Rathauschef weist beispiellose Negativkampagne der CDU zurück

Als beispiellose Negativkampagne bezeichnet Bürgermeister Thorsten Stolz Äußerungen der heimischen CDU, die wenige Tage vor der entscheidenden Sitzung der Stadtverordneten überraschend und ohne Not Stimmung gegen das im ehemaligen Kaufhaus JOH geplante „Barbarossa City-Outlet“ macht. „Obwohl die CDU wie alle anderen Fraktionen auch von Anfang an eingebunden war und in allen Sitzungen mit am Tisch saß, fängt sie über’s Wochenende an, gegen dieses für unsere Stadt so wichtige Projekt Stimmung zu machen und versucht, Beteiligte in Misskredit zu bringen. Das ist beispiellos. So etwas habe ich in meinen acht Jahren als Bürgermeister noch nicht erlebt“, kritisiert der Rathauschef.

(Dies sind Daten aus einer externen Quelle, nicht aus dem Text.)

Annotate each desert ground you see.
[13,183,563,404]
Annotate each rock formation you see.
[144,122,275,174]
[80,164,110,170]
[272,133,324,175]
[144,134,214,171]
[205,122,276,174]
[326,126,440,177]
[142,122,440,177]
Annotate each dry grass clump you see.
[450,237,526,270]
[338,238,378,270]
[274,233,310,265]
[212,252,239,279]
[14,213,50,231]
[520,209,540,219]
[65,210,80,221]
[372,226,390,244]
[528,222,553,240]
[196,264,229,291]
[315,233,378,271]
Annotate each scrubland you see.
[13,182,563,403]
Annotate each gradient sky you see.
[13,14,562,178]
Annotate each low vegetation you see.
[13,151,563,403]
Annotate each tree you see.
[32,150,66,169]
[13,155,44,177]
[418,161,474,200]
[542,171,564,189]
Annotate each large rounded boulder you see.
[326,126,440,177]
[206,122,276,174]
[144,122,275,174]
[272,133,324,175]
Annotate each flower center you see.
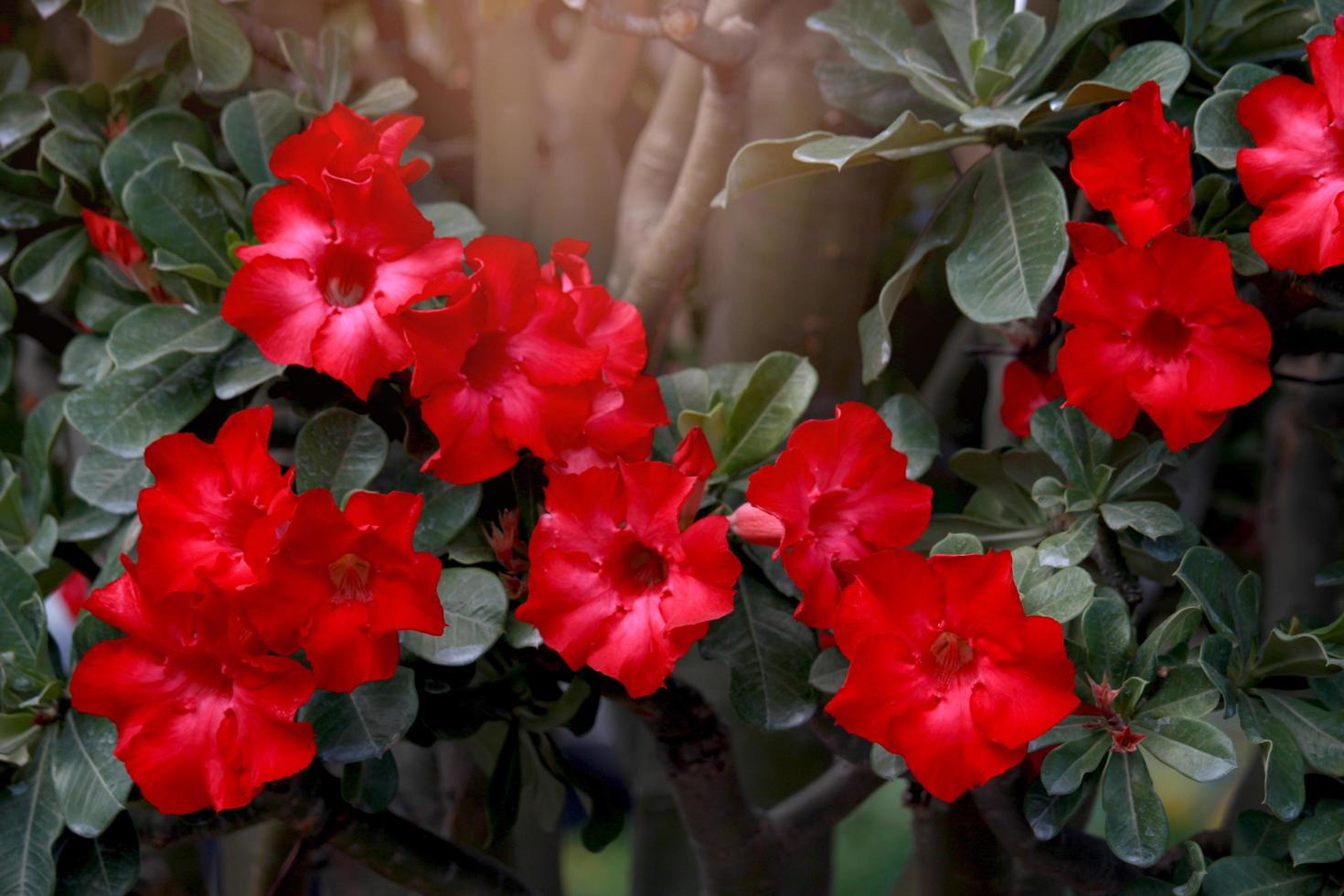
[317,243,375,307]
[1137,307,1189,360]
[929,632,973,690]
[463,327,515,391]
[612,536,668,591]
[326,553,372,604]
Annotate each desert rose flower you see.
[240,489,443,692]
[406,237,607,484]
[1236,16,1344,274]
[1055,224,1270,452]
[827,550,1078,802]
[734,401,933,629]
[137,406,294,598]
[517,451,741,698]
[69,559,315,814]
[222,168,463,398]
[998,360,1064,438]
[1069,80,1195,246]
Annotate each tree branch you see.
[134,765,534,896]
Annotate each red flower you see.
[1236,16,1344,274]
[222,169,463,398]
[69,559,315,814]
[240,489,443,690]
[1055,224,1270,452]
[1069,80,1195,246]
[998,361,1064,438]
[740,401,933,629]
[827,550,1078,802]
[406,237,607,484]
[270,103,429,194]
[517,461,741,698]
[138,406,294,601]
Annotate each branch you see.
[134,767,534,896]
[970,768,1140,896]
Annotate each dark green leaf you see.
[298,667,420,762]
[294,407,387,503]
[9,224,89,303]
[52,709,131,837]
[66,353,214,457]
[402,567,508,667]
[701,576,817,731]
[0,731,62,896]
[1102,747,1168,868]
[947,146,1069,324]
[57,813,140,896]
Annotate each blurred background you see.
[0,0,1296,896]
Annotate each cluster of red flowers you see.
[1003,80,1278,452]
[69,407,443,813]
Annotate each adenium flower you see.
[406,237,607,485]
[69,558,315,814]
[1236,16,1344,274]
[222,166,463,398]
[1069,80,1195,246]
[270,103,429,194]
[827,550,1078,802]
[138,406,294,596]
[732,401,933,629]
[240,489,443,692]
[517,451,741,698]
[1055,223,1270,452]
[998,360,1064,438]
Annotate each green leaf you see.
[1040,513,1097,568]
[807,646,849,693]
[298,667,420,762]
[52,709,131,837]
[340,752,400,813]
[349,77,420,118]
[700,576,817,731]
[1021,567,1097,622]
[0,728,62,896]
[108,305,238,369]
[80,0,155,43]
[55,813,140,896]
[1083,591,1135,682]
[1030,401,1112,496]
[1040,731,1110,796]
[1193,90,1255,171]
[1200,856,1321,896]
[420,203,485,246]
[718,352,817,477]
[171,0,251,91]
[66,353,214,458]
[123,155,234,280]
[214,338,285,401]
[878,393,938,480]
[9,224,89,303]
[1102,747,1168,868]
[1135,716,1236,781]
[947,146,1069,324]
[1101,501,1184,539]
[1259,690,1344,778]
[294,407,387,503]
[1024,776,1097,839]
[0,92,49,158]
[402,567,508,667]
[1289,808,1344,865]
[859,163,986,383]
[1050,40,1189,112]
[1238,698,1307,821]
[1138,666,1219,724]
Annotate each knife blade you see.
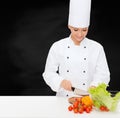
[71,87,89,96]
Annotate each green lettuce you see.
[88,83,120,111]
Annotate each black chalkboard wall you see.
[0,0,120,95]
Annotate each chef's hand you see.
[60,79,72,91]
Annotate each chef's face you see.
[68,26,88,45]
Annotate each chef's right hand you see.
[60,79,72,91]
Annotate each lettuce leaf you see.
[88,83,120,111]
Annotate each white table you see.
[0,96,120,118]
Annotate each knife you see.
[71,87,89,96]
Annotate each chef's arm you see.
[91,47,110,86]
[43,44,65,92]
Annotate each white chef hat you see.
[68,0,91,28]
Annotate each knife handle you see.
[71,87,75,91]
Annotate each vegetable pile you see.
[68,83,120,114]
[68,96,93,114]
[89,83,120,111]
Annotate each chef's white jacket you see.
[43,37,110,96]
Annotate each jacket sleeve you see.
[91,46,110,86]
[43,44,63,92]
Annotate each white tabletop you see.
[0,96,120,118]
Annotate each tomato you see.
[100,106,109,111]
[68,105,73,111]
[73,108,78,113]
[73,101,79,108]
[85,107,91,113]
[78,108,84,114]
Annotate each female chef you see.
[43,0,110,96]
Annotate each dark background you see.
[0,0,120,95]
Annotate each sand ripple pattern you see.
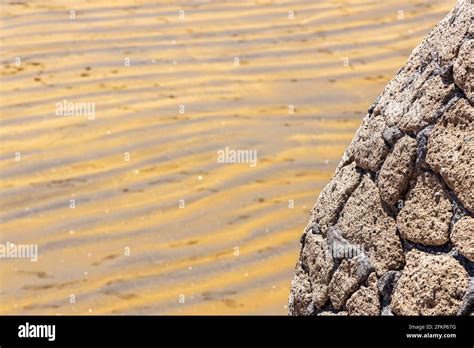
[0,0,454,314]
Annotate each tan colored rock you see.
[377,135,417,205]
[398,76,454,132]
[329,254,371,309]
[397,173,453,245]
[374,0,473,127]
[453,39,474,103]
[289,0,474,315]
[391,250,468,315]
[347,116,388,172]
[301,233,334,308]
[311,163,361,234]
[426,99,474,212]
[288,262,313,315]
[346,273,380,316]
[336,174,404,276]
[451,216,474,262]
[318,311,347,317]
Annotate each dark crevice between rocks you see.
[397,238,453,255]
[377,271,401,315]
[324,161,366,237]
[367,95,381,117]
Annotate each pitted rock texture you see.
[336,174,403,275]
[309,163,361,233]
[329,254,372,309]
[451,216,474,262]
[391,250,469,315]
[301,233,334,308]
[397,173,453,245]
[347,273,380,315]
[289,0,474,315]
[426,99,474,213]
[378,135,417,205]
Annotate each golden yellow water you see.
[0,0,455,314]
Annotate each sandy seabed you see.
[0,0,455,314]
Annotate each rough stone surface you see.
[318,311,347,316]
[397,173,453,245]
[453,39,474,104]
[377,271,400,304]
[329,254,372,309]
[310,163,361,233]
[451,216,474,262]
[289,0,474,315]
[301,233,334,308]
[426,99,474,212]
[391,250,468,315]
[348,116,388,172]
[336,174,403,275]
[288,262,313,315]
[377,136,417,205]
[346,273,380,315]
[398,76,454,132]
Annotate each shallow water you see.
[0,0,455,314]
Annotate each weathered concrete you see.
[289,0,474,315]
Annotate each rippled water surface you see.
[0,0,455,314]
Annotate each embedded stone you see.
[329,254,372,309]
[391,250,468,315]
[348,116,388,172]
[336,174,404,276]
[301,233,334,308]
[288,262,313,315]
[451,216,474,262]
[346,273,380,316]
[398,75,455,132]
[377,136,417,205]
[426,99,474,212]
[453,39,474,103]
[397,173,453,245]
[311,162,361,233]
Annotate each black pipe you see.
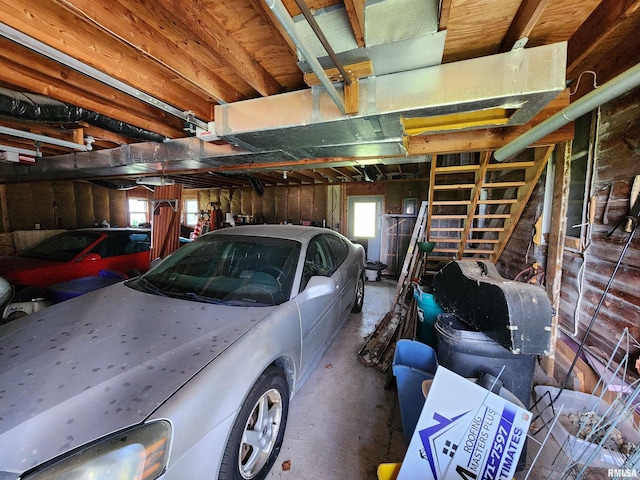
[0,87,165,143]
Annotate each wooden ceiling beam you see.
[154,0,283,97]
[344,0,365,48]
[55,0,248,102]
[0,53,185,138]
[567,0,640,79]
[499,0,549,52]
[438,0,453,32]
[0,0,215,120]
[407,90,573,155]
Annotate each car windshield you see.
[128,234,301,306]
[18,232,100,262]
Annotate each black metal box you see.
[433,260,553,355]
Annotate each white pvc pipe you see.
[0,127,87,152]
[493,63,640,162]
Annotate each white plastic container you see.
[533,385,640,469]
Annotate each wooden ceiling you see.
[0,0,640,188]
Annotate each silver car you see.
[0,225,365,480]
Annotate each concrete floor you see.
[267,279,406,480]
[267,278,607,480]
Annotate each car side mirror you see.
[79,253,102,262]
[149,257,162,270]
[297,275,338,302]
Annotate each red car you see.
[0,228,151,288]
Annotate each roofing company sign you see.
[398,367,531,480]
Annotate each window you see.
[184,200,199,227]
[129,198,149,227]
[565,113,593,249]
[353,202,376,238]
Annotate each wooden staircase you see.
[424,146,553,272]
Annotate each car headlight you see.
[23,421,171,480]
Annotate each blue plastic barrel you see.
[392,339,438,445]
[413,285,444,348]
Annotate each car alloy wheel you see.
[219,367,289,480]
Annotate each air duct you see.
[493,63,640,162]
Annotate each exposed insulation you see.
[53,182,78,229]
[275,187,289,223]
[312,185,327,225]
[287,187,301,223]
[229,188,242,215]
[220,188,232,213]
[91,185,114,225]
[109,189,129,227]
[0,233,15,255]
[296,185,314,223]
[238,187,253,215]
[260,188,278,223]
[251,190,264,223]
[151,185,182,260]
[74,183,95,228]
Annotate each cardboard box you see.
[397,366,532,480]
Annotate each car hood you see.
[0,283,275,472]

So sei das gesamte Verfahren von Anfang an transparent gewesen. „Zu den letzten beiden entscheidenden Magistratssitzungen haben wir bewusst alle Fraktionsvorsitzenden, den Ortsvorsteher von Gelnhausen-Mitte und den Vorsitzenden sowie den Geschäftsführer des Stadtmarketing- und Gewerbevereins eingeladen. Und zwar nicht nur, um größtmögliche Transparenz zu gewährleisten, sondern auch, weil uns deren Meinungen wichtig sind“, betont Thorsten Stolz. Er berichtet weiter: „Wiederholt haben sowohl der Outlet-Investor als auch wir als Verwaltung angeboten, in die Fraktionen zu kommen und bei offenen Fragen jederzeit Antworten zu liefern. Von diesen Gesprächsangeboten hat die CDU aber bis heute nicht Gebrauch gemacht“.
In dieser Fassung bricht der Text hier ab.